Ha un prologo la prima domenica di maggio, quando i Ceri sono portati, in posizione orizzontale, giù in città dalla Basilica di S. Ubaldo dove sono conservati tutto l’anno. In questa occasione i ceri portano a “cavalcioni” molti bambini, che vengono così “iniziati” al contatto con i Ceri.
I Ceri sono tre “macchine” di legno del peso di circa 300 kg ciascuna (i Ceri non hanno tutti il medesimo peso: Sant’Ubaldo è il più leggero, San Giorgio e Sant’Antonio pesano 10 kg di più), coronate dalle statue dei rispettivi santi ed innestate verticalmente su altrettante barelle, a forma di “H”, che ne permettono il trasporto a spalla. Non è soltanto il peso che rende difficoltosa la Corsa, quanto l’altezza, la velocità, le asperità del percorso e i cambi al “volo” tra i ceraioli in corsa. I tre Santi sono sant’Ubaldo (patrono di Gubbio), san Giorgio e sant’Antonio abate.
I portatori di Ceri si chiamano ceraioli ed ognuno ha appartenenza ad un solo cero. Tale appartenenza è frutto di libera scelta oppure è legata a tradizioni familiari; tradizionalmente, al cero di S. Ubaldo sarebbero legate le corporazioni dei muratori e degli scalpellini, a quello di S. Giorgio quella dei commercianti, mentre a S. Antonio i contadini, i proprietari terrieri e gli studenti.
La divisa da “ceraiolo” è costituita da un paio di pantaloni bianchi di tela di cotone, una camicia di colore diverso a seconda del cero di appartenenza (gialla per sant’Ubaldo, azzurra per san Giorgio e nera per sant’Antonio), una fascia rossa legata in vita a mo’ di cintura ed un fazzoletto rosso appoggiato sulle spalle e puntato davanti.
I capodieci sono tre, uno per ogni cero, effettuano l’Alzata (ovvero inaugurano la corsa) e sono i responsabili del buon andamento della corsa del loro cero.
Con il nome capodieci vengono chiamati anche i ceraioli che guidano il cero durante la corsa, stando anteriormente tra le stanghe e vigilando sul cambio che si danno le varie “mute” di ceraioli (squadre composte da otto persone); ci sono poi i capocinque, che dalla parte posteriore della barella aiutano il capodieci a tenere in linea la corsa del cero ed a sterzare nelle curve (sono infatti chiamati anche sterzaroli).
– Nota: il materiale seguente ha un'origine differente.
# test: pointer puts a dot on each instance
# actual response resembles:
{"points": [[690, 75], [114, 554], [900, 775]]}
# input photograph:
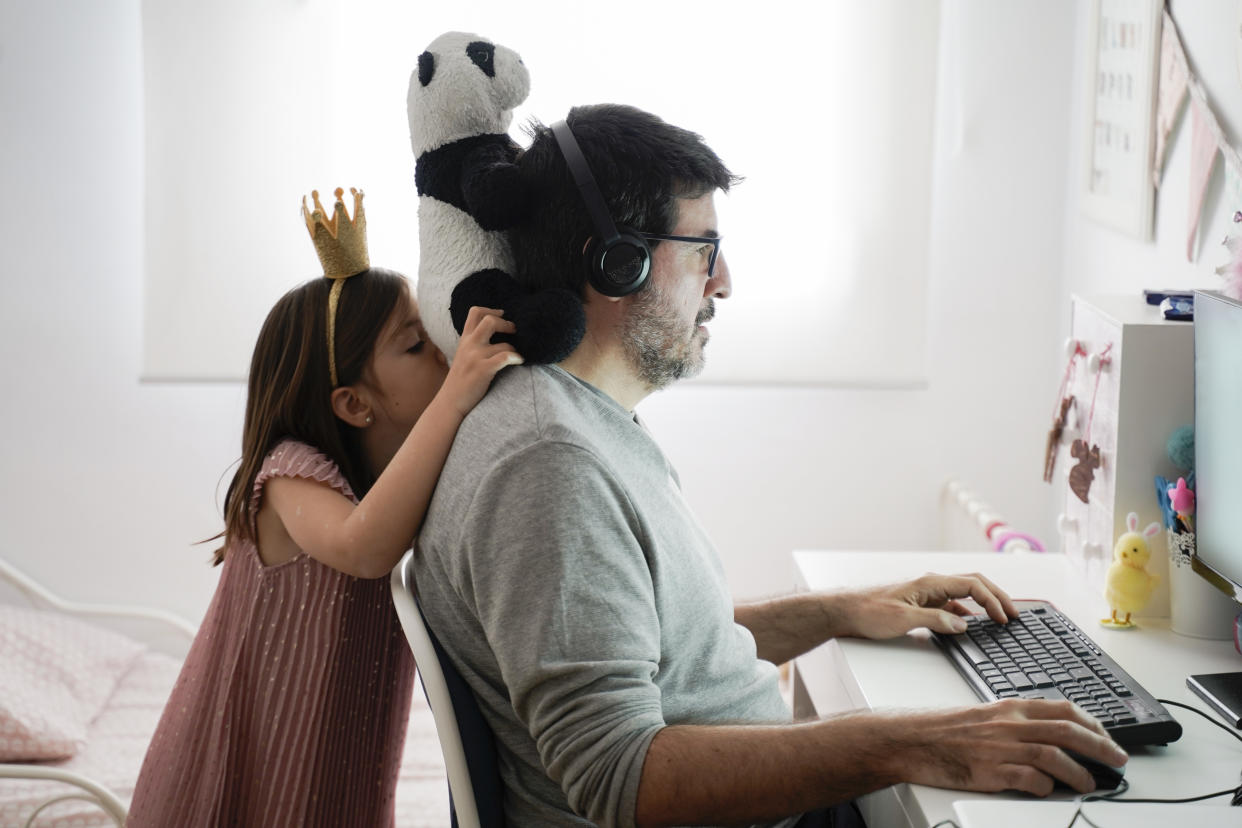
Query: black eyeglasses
{"points": [[714, 241]]}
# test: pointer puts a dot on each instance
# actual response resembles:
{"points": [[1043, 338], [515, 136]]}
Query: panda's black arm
{"points": [[492, 188]]}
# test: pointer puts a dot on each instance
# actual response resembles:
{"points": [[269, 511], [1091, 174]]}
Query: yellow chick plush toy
{"points": [[1128, 585]]}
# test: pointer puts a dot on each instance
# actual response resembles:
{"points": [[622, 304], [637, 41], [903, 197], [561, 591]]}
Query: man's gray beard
{"points": [[652, 343]]}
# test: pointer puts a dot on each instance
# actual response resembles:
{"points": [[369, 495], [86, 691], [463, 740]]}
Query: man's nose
{"points": [[720, 284]]}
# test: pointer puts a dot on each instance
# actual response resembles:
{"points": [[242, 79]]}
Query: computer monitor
{"points": [[1219, 473], [1219, 441]]}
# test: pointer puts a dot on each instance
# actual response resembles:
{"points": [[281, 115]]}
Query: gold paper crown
{"points": [[340, 243]]}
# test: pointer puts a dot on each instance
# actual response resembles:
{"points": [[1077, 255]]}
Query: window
{"points": [[826, 109]]}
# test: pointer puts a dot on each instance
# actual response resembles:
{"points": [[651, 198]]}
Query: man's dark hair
{"points": [[641, 164]]}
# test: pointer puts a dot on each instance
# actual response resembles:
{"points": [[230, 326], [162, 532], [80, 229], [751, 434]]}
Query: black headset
{"points": [[617, 258]]}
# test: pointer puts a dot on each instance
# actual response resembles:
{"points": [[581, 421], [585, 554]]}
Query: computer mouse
{"points": [[1107, 777]]}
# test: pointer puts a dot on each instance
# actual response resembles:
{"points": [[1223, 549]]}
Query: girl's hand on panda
{"points": [[478, 360]]}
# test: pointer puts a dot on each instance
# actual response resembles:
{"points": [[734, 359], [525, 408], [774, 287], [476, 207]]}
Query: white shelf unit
{"points": [[1146, 391]]}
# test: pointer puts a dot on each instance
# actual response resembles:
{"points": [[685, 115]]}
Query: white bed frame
{"points": [[173, 634]]}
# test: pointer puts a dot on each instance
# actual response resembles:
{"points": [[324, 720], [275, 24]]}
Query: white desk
{"points": [[909, 672]]}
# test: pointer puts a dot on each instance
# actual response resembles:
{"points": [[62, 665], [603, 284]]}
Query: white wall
{"points": [[108, 482]]}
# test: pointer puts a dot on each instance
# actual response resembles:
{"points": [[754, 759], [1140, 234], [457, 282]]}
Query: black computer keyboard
{"points": [[1042, 654]]}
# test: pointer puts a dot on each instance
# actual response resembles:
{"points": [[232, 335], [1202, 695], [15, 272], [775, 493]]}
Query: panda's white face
{"points": [[463, 86]]}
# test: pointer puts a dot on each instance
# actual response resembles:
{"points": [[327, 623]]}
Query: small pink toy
{"points": [[1181, 497]]}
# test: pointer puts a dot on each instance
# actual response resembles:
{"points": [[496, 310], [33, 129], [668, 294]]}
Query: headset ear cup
{"points": [[619, 267]]}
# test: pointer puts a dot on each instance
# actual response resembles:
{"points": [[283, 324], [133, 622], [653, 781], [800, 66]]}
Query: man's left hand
{"points": [[930, 601]]}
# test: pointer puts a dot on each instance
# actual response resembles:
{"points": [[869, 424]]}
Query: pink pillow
{"points": [[57, 673]]}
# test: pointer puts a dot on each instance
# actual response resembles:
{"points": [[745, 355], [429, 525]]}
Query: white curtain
{"points": [[825, 108]]}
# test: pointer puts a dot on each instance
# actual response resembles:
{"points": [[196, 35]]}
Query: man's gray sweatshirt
{"points": [[579, 597]]}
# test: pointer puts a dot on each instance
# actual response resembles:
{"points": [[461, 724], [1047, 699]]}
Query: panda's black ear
{"points": [[426, 67], [483, 56]]}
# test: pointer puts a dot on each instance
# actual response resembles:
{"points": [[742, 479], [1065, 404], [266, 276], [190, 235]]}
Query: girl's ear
{"points": [[352, 406]]}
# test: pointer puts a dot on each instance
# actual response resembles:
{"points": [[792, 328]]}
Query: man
{"points": [[586, 607]]}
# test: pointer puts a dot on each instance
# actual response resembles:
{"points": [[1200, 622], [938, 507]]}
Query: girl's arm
{"points": [[369, 539]]}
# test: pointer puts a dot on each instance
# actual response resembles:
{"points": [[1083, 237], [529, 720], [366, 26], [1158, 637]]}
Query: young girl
{"points": [[292, 705]]}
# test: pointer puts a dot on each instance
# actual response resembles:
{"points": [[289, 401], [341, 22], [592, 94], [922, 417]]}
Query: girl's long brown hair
{"points": [[290, 389]]}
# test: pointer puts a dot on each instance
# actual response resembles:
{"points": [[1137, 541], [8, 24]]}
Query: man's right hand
{"points": [[1010, 745]]}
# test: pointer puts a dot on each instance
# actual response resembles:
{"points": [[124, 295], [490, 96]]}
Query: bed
{"points": [[81, 690]]}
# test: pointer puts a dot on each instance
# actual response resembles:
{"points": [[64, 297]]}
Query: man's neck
{"points": [[607, 370]]}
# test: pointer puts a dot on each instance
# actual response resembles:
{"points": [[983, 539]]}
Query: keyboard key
{"points": [[1019, 680], [1040, 679]]}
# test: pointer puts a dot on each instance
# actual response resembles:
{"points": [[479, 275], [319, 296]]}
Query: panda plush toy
{"points": [[460, 104]]}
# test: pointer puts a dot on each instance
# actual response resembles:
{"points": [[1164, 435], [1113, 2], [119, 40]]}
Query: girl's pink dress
{"points": [[292, 705]]}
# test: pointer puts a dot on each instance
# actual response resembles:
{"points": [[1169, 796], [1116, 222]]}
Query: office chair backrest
{"points": [[466, 740]]}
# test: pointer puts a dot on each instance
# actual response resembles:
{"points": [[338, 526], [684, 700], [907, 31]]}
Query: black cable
{"points": [[1196, 710]]}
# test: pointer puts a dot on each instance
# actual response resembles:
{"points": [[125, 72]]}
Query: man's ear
{"points": [[352, 406]]}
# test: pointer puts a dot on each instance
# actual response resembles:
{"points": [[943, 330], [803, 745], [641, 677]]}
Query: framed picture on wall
{"points": [[1123, 42]]}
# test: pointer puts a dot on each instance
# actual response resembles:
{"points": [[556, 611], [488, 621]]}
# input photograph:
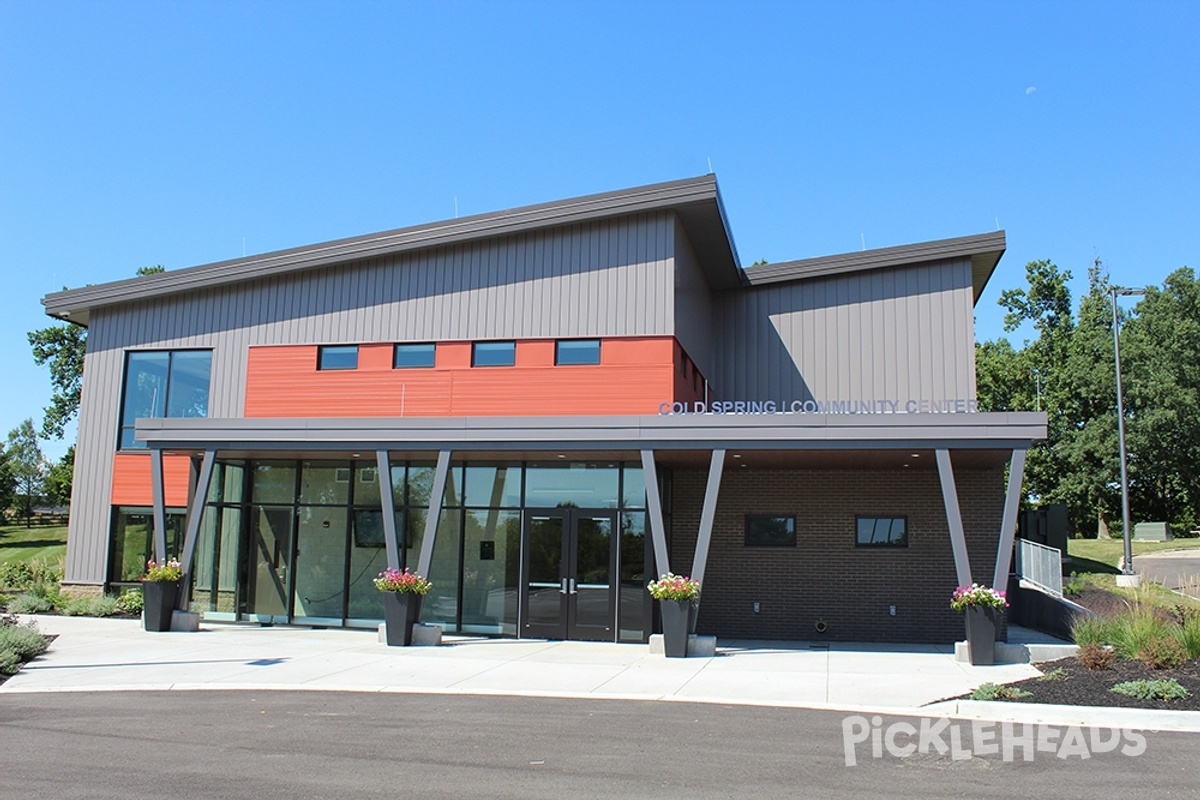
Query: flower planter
{"points": [[159, 603], [401, 609], [676, 626], [981, 635]]}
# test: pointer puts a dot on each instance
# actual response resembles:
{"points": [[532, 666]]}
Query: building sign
{"points": [[912, 405]]}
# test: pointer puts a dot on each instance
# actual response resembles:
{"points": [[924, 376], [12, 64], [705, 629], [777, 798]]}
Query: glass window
{"points": [[412, 356], [163, 383], [493, 486], [577, 352], [771, 530], [881, 531], [132, 541], [579, 485], [493, 354], [337, 356]]}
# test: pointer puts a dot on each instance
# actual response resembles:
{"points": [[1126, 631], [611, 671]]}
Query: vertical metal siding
{"points": [[598, 278], [897, 334]]}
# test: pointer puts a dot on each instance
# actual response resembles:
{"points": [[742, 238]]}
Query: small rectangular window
{"points": [[771, 530], [493, 354], [881, 531], [568, 352], [337, 356], [414, 356]]}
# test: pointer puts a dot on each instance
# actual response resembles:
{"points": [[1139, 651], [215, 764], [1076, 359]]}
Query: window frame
{"points": [[790, 517], [411, 347], [322, 349], [475, 348], [168, 373], [885, 545], [558, 352]]}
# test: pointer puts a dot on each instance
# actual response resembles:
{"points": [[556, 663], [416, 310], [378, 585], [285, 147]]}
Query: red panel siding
{"points": [[131, 480], [635, 374]]}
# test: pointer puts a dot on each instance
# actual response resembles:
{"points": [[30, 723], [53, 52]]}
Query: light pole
{"points": [[1127, 577]]}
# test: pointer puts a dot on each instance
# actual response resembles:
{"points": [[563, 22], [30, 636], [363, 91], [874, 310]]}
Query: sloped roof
{"points": [[695, 200], [983, 250]]}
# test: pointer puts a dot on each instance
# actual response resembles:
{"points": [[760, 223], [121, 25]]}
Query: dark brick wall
{"points": [[826, 577]]}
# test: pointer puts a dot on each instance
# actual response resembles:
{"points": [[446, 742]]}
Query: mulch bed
{"points": [[1081, 686]]}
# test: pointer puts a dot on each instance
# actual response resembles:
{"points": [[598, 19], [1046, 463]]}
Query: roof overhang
{"points": [[695, 200], [983, 250], [778, 432]]}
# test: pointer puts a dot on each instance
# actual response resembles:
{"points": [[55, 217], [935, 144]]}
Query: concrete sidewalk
{"points": [[107, 655]]}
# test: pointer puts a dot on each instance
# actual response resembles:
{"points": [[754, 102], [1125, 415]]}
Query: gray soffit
{"points": [[695, 200], [599, 433], [983, 250]]}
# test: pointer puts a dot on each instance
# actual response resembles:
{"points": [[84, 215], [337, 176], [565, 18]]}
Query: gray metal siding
{"points": [[693, 305], [600, 278], [897, 334]]}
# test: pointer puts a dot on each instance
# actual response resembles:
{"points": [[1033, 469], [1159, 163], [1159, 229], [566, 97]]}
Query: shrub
{"points": [[1096, 656], [1091, 630], [1133, 630], [23, 639], [16, 575], [999, 692], [130, 601], [1152, 690], [1163, 654], [10, 662], [29, 605]]}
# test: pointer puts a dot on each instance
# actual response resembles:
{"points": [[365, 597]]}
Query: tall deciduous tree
{"points": [[28, 465], [63, 348]]}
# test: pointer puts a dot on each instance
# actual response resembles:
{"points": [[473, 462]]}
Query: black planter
{"points": [[159, 603], [401, 609], [981, 635], [676, 626]]}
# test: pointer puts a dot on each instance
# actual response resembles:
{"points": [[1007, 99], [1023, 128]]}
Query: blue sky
{"points": [[180, 133]]}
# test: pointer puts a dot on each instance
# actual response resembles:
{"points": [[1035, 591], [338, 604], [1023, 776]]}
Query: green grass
{"points": [[43, 545], [1104, 554]]}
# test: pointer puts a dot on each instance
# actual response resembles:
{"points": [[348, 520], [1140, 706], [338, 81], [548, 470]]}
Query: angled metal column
{"points": [[160, 509], [706, 517], [954, 518], [199, 494], [389, 509], [431, 521], [654, 509], [1008, 525]]}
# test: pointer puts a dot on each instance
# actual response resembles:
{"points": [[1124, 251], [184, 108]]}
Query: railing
{"points": [[1041, 566]]}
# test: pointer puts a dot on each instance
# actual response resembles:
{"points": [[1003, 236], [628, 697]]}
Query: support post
{"points": [[195, 515], [1008, 525], [707, 513], [389, 509], [159, 495], [431, 519], [654, 509], [954, 518]]}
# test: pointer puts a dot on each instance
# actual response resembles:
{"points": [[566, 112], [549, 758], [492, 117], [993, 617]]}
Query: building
{"points": [[541, 409]]}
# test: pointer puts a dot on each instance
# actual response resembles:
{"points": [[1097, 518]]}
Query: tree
{"points": [[63, 348], [59, 479], [28, 465], [7, 485]]}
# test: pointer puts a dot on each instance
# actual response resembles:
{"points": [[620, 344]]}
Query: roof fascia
{"points": [[983, 250], [696, 198]]}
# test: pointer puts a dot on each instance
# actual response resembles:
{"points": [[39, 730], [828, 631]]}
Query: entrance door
{"points": [[569, 561]]}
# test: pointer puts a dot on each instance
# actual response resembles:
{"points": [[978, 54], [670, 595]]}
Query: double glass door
{"points": [[570, 559]]}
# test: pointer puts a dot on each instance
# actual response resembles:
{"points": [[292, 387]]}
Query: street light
{"points": [[1127, 577]]}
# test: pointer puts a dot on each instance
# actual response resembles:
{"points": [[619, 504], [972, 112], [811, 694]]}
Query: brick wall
{"points": [[826, 577]]}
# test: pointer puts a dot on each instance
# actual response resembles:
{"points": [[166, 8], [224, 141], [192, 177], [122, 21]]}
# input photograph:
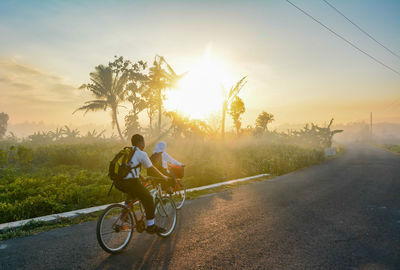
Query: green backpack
{"points": [[119, 167]]}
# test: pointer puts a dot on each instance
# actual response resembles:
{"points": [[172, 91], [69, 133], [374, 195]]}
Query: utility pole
{"points": [[370, 128]]}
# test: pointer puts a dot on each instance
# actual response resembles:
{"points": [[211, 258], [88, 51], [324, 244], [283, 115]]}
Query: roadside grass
{"points": [[35, 227]]}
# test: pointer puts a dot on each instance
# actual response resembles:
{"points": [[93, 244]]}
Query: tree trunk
{"points": [[159, 111], [224, 107], [117, 124]]}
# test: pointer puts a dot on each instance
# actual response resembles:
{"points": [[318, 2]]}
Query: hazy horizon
{"points": [[296, 70]]}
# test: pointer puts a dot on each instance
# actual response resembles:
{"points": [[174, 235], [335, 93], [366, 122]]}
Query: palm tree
{"points": [[263, 119], [108, 89], [160, 78], [236, 109], [228, 100]]}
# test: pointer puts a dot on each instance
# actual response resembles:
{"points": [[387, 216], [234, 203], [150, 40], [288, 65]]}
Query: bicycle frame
{"points": [[156, 192]]}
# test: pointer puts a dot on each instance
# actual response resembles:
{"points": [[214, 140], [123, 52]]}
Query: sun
{"points": [[199, 92]]}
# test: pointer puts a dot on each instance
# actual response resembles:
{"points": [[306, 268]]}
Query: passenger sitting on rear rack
{"points": [[161, 160]]}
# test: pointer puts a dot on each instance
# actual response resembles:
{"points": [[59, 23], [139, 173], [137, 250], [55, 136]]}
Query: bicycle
{"points": [[118, 221], [178, 190], [178, 194]]}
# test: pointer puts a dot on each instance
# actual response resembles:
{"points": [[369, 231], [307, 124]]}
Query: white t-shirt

I ceraioli portatori si distinguono in quattro punte, che portano il cero alle quattro estremità della barella, e altrettanti ceppi, collocati più internamente.
Tradizionalmente, i ceraioli sono scelti tra i maschi adulti delle famiglie che abitano a Gubbio; in rare occasioni (ad esempio durante le guerre), anche le donne sono state ammesse al trasporto dei Ceri.
Per coloro che non rientrano in questa categoria, nelle settimane successive al 15 maggio, si tengono altre due Corse: quella dei Ceri Mezzani e dei Ceri Piccoli, nelle quali i portatori sono scelti tra gli adolescenti ed i bambini, rispettivamente. In queste occasioni, ovviamente, le macchine sono sostituite da repliche in scala pù leggere.
Il simbolo dei tre Ceri è stilizzato anche nel gonfalone e nella bandiera ufficiali della Regione Umbria.